I was home recently for a funeral and looked Eileen Shea up online. I found she was now Eileen Shea-Hilliard, that she’d worked her way up to head coach at Oakland University but had been recently let go, and that she was back in Lansing. Her husband, who had also hyphenated, was in the phone book. I decided that, in the spirit of spontaneity, I’d drive over.

It was a cold day, and she came to the door of the simple ranch house in a turtleneck with a yellow jacket over it. I expected her to look my mother’s age, but of course Eileen was only in her late thirties. The differences between us had diminished. She was medium height, and even in college she hadn’t been strikingly athletic-looking. She said she’d never had a fan come to her house before, not since she’d moved out of the dorms.
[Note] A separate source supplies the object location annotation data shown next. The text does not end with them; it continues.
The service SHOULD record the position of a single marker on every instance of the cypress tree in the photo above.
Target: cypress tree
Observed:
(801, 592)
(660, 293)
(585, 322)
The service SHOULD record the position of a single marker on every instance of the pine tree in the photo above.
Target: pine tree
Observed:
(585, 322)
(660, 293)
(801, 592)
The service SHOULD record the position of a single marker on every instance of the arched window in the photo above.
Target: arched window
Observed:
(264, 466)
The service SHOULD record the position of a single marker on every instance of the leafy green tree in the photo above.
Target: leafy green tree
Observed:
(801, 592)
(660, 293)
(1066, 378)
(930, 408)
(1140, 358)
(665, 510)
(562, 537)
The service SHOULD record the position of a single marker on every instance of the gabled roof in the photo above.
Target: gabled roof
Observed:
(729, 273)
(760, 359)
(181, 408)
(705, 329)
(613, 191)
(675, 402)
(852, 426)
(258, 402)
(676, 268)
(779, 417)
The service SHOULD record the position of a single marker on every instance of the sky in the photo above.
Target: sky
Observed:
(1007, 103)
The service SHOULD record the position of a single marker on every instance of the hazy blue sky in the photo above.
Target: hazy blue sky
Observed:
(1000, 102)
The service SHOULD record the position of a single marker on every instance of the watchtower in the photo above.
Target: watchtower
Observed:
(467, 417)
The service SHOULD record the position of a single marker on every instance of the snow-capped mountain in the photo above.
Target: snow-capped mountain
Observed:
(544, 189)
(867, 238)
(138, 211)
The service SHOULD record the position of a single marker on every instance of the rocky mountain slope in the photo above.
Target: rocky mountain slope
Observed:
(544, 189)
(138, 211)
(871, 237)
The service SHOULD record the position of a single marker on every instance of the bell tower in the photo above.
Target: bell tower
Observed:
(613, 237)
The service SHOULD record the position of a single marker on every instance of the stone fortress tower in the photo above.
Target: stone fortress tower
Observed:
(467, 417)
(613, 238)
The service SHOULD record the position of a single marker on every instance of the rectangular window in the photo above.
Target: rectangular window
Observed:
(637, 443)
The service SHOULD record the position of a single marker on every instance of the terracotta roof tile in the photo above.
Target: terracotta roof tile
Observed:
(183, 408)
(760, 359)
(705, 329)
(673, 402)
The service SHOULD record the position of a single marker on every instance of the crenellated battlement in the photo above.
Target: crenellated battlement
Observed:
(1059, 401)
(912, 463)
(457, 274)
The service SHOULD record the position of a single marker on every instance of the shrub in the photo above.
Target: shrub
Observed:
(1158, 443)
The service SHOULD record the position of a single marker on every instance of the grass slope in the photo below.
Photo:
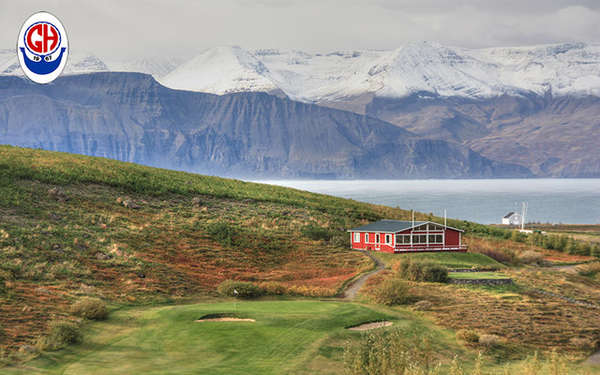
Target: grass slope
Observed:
(167, 340)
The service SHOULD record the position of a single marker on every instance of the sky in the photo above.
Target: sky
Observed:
(182, 28)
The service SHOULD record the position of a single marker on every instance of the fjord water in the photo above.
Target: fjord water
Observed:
(567, 201)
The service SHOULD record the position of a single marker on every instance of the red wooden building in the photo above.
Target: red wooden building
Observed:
(395, 236)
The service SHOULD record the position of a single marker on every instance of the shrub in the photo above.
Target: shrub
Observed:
(239, 289)
(223, 233)
(504, 256)
(595, 250)
(316, 233)
(391, 292)
(391, 352)
(423, 305)
(582, 344)
(468, 335)
(61, 334)
(421, 271)
(90, 308)
(590, 269)
(531, 257)
(490, 340)
(273, 288)
(311, 291)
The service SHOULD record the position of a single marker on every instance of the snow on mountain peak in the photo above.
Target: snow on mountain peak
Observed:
(562, 69)
(221, 70)
(559, 69)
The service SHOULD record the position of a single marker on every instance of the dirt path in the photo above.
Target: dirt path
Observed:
(350, 293)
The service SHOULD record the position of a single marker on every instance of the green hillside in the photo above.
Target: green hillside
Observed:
(146, 239)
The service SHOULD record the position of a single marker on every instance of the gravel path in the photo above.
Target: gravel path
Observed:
(350, 293)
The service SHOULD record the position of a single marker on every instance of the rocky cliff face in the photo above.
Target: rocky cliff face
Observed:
(552, 136)
(130, 117)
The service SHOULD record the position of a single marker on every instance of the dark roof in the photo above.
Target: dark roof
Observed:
(387, 226)
(393, 226)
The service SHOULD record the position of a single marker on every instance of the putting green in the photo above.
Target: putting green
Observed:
(168, 340)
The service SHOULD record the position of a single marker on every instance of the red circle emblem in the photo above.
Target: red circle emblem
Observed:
(42, 38)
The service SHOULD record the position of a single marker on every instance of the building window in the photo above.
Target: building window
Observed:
(419, 238)
(435, 238)
(403, 239)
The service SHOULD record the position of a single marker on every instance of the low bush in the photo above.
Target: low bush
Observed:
(590, 270)
(223, 233)
(421, 271)
(423, 305)
(316, 233)
(61, 334)
(468, 335)
(531, 257)
(582, 344)
(504, 256)
(90, 308)
(311, 291)
(391, 352)
(490, 340)
(239, 289)
(391, 292)
(273, 288)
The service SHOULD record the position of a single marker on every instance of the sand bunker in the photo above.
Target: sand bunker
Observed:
(368, 326)
(226, 319)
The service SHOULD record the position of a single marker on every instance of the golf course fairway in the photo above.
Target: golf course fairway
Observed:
(284, 338)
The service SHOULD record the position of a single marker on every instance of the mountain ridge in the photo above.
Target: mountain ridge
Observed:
(131, 117)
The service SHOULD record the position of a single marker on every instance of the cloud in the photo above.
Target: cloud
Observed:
(117, 28)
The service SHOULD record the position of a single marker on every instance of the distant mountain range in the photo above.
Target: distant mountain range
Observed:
(535, 106)
(130, 117)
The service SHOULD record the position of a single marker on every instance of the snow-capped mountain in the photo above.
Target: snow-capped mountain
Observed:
(80, 62)
(77, 63)
(156, 66)
(563, 69)
(222, 70)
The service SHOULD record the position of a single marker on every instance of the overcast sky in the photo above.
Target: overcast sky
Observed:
(114, 28)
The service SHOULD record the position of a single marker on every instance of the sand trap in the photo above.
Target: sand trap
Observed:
(368, 326)
(225, 319)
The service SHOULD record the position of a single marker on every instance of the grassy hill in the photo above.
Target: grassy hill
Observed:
(137, 237)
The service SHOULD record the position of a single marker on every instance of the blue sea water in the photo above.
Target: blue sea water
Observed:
(568, 201)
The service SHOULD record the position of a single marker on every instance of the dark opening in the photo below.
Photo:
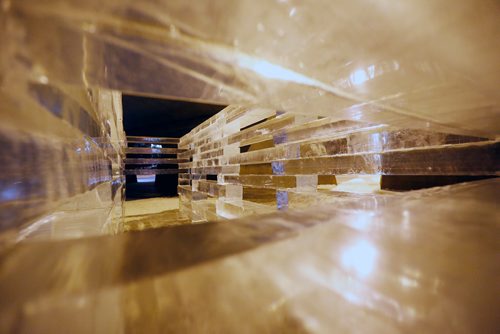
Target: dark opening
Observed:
(154, 117)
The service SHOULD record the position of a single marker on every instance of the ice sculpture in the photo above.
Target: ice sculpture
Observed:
(328, 102)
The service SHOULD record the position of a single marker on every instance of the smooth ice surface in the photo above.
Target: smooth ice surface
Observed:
(424, 261)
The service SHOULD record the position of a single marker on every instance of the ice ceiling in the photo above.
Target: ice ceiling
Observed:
(420, 64)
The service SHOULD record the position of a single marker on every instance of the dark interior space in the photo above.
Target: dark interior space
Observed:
(154, 117)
“I’m not a fan,” I said. “My father and I watched you while my mother was away. It was psychotherapeutic or something. I don’t think ‘fan’ really does it justice.”

“Give it a name,” Eileen said, which is a phrase I’ve always liked. It has Shakespearean sentiment with movie-gangster rhythm.

I told her about receiving third-grade mash notes from Kristen Rasmussen and playing pickup ball against Alison Feaster. She seemed to enjoy the stories, but I started feeling like the guy who immediately mentions to the Inuit acquaintance the other Inuit guys he knows. We stayed on the porch. Her husband seemed to be home. I told her my last name was also hyphenated, and that although I’d found it inconvenient, that probably resulted from the length and difficulty of the names. Hers, I thought, wouldn’t pose a problem. In fact, I liked it. I asked if she wanted to come to my uncle’s wake.

“That’s a first too,” Eileen said, “but I’ve got errands to run.”

I came away impressed, though, and sure that she’ll find another head-coaching job in Division I.